Let’s go one step further. In our previous example, we ignored the fact that all amounts in a given currency can be consolidated in one intermediate number to which the FX rate is then applied. Doing this intermediate summing is easy and more effective, because you just need to add numbers from the same column and there is no join involved. Then if the sales amounts are broken down in 10 currencies, you apply the conversion rate 10 times only instead of 1 billion times.
But while an SQL adept would be able to write an optimized query using the intermediate total, this is not the end goal. The grand total is only the starting point of the analysis. What if the sales VP wants to break down this total by country or by product or by seasonality? The query needs to be rewritten. It gets even worse in the case of filtering – for instance if the user wants to consider only on those countries that represent 80% of the revenue. SQL experts would then need to rewrite the SQL, test it, debug it and profile it until it delivers the requested filtering with decent performance levels.

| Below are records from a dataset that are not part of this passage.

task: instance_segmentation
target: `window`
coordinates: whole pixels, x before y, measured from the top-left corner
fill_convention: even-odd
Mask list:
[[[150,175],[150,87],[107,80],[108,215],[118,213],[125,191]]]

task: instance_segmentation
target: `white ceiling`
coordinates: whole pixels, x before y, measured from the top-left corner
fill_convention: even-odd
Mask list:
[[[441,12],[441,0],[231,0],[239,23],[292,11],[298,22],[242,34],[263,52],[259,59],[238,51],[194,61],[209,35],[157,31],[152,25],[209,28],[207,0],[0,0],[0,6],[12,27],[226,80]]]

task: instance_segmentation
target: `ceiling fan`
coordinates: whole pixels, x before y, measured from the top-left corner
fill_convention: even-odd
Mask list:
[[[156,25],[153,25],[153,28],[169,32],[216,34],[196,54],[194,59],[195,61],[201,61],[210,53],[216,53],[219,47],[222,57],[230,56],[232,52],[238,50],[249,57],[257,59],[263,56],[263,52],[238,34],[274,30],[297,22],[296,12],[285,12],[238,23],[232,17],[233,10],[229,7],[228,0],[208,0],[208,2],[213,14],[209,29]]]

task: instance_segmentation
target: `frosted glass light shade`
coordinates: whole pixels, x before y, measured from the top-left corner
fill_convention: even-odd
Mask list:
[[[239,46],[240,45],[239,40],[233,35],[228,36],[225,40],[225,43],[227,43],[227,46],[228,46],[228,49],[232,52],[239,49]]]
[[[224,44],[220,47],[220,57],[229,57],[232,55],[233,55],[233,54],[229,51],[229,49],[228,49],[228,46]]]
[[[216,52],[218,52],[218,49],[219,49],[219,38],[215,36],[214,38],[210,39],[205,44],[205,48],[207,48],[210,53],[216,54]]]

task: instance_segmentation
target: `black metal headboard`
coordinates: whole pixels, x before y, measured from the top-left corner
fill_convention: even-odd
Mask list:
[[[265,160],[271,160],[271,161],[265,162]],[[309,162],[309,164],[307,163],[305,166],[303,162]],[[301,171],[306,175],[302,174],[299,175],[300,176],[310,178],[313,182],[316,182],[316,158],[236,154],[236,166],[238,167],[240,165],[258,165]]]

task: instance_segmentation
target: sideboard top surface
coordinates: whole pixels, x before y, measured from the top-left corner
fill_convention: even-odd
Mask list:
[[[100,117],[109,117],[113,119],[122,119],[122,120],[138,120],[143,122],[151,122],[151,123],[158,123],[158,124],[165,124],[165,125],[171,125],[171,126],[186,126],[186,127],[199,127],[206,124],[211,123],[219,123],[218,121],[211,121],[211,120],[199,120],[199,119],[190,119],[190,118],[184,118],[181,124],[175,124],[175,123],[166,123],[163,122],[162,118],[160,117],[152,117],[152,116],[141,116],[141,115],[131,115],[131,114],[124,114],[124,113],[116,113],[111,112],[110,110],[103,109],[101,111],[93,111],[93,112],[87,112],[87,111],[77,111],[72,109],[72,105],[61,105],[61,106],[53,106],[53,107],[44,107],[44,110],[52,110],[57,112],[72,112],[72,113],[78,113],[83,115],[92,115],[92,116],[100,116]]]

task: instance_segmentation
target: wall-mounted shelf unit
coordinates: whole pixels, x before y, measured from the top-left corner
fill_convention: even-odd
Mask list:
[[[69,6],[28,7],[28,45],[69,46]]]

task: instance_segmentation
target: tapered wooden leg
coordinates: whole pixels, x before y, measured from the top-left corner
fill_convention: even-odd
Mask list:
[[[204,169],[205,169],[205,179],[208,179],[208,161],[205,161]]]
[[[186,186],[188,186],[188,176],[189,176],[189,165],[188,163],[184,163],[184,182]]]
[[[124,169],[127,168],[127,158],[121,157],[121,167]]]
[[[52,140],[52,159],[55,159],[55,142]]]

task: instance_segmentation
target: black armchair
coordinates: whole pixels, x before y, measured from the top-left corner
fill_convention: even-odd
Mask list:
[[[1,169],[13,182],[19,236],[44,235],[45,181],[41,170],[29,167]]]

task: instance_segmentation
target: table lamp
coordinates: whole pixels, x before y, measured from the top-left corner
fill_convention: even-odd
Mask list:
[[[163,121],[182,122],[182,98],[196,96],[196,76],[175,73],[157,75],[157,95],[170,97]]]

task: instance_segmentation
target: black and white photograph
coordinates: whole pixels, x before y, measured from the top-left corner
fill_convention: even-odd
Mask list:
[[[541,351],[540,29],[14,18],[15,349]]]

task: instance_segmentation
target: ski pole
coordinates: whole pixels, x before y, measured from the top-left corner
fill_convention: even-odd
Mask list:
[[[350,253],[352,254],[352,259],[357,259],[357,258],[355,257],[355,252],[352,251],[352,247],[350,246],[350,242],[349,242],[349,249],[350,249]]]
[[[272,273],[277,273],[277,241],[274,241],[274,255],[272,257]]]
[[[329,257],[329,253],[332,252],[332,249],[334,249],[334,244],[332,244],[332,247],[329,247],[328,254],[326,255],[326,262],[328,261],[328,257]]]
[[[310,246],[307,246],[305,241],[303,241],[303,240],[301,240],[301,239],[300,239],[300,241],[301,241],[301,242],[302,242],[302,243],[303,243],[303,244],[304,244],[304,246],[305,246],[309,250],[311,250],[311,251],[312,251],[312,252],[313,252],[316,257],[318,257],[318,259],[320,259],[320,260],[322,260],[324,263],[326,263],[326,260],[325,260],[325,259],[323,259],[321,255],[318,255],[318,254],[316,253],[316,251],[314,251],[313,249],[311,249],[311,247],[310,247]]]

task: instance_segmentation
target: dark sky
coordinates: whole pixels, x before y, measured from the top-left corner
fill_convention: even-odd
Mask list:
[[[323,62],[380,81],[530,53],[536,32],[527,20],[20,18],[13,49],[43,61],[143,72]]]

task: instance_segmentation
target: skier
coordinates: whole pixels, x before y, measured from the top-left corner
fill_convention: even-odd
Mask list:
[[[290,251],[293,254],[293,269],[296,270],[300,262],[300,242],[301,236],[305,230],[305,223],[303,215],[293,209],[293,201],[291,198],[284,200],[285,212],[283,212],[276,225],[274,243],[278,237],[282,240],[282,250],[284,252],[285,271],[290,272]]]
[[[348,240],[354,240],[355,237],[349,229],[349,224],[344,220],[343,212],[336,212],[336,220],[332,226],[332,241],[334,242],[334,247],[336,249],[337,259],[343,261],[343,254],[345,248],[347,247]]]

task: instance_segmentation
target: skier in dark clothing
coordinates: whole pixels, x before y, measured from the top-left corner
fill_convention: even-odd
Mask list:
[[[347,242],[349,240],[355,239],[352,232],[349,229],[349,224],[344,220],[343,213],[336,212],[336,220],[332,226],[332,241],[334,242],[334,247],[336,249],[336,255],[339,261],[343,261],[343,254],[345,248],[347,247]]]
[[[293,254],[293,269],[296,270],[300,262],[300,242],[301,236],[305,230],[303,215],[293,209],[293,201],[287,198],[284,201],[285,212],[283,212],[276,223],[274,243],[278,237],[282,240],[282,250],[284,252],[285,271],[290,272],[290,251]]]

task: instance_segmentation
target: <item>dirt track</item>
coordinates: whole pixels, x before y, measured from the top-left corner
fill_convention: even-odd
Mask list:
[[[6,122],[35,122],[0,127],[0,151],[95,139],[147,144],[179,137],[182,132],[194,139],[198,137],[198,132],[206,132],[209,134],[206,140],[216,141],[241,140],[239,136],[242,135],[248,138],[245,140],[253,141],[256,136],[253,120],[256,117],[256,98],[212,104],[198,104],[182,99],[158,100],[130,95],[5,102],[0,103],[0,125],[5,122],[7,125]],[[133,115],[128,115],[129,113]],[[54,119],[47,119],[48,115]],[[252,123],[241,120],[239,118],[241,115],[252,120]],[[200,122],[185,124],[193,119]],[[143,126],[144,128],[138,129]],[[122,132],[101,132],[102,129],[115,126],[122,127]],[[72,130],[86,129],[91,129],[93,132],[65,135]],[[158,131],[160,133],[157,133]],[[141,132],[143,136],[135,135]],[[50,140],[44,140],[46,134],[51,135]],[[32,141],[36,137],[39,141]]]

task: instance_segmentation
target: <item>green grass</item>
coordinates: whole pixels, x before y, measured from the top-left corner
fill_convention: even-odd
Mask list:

Beyond the cost of frequent re-writes, this approach restricts the scope of business users’ analysis to pre-canned queries preventing dynamic analytics, which is typically an integral part of operational decision-making.
The bottom line is that an SQL relational database works well for static reporting but cannot deliver on the promise of real-time analysis.
Complex Aggregation in a Multidimensional Database
Calculated measures that run within a multidimensional database represent a much more simple and effective way to achieving dynamic aggregation.
With our ActivePivot multidimensional database we implemented a post-processor,written in Java that is evaluated at query time for each requested aggregate. Post-processors are extremely flexible. They can use pre-aggregated data, custom calculations, other post-processor results and/or any external resources to compute values. Using post-processors in a multidimensional database, a calculated measure will ‘magically’ apply to all the dimensions. There is nothing to rewrite or reconfigure if you add a new dimension or a new filter and the calculated measure is recomputed on the fly.
Going back to our example of cross-currency aggregation: the post processor will fetch sub-totals per currency in a split second, apply dynamic FX rates instantly, and complete the aggregation along the selected dimensions. The amount will be refreshed instantly if FX rates change. Last but not least, the sales VP can setup filters, drill in at any level of detail, add other dimension such as country, seasonality, or product and results will automatically be recomputed at lightning speeds.
This usage of dynamic calculation is the cornerstone of much more complex aggregations. In financial services for instance, dynamic aggregations are used to compute netting rules for credit risk calculations. In logistics, dynamic aggregations are used to compare planned versus actual SLAs at any time of the day.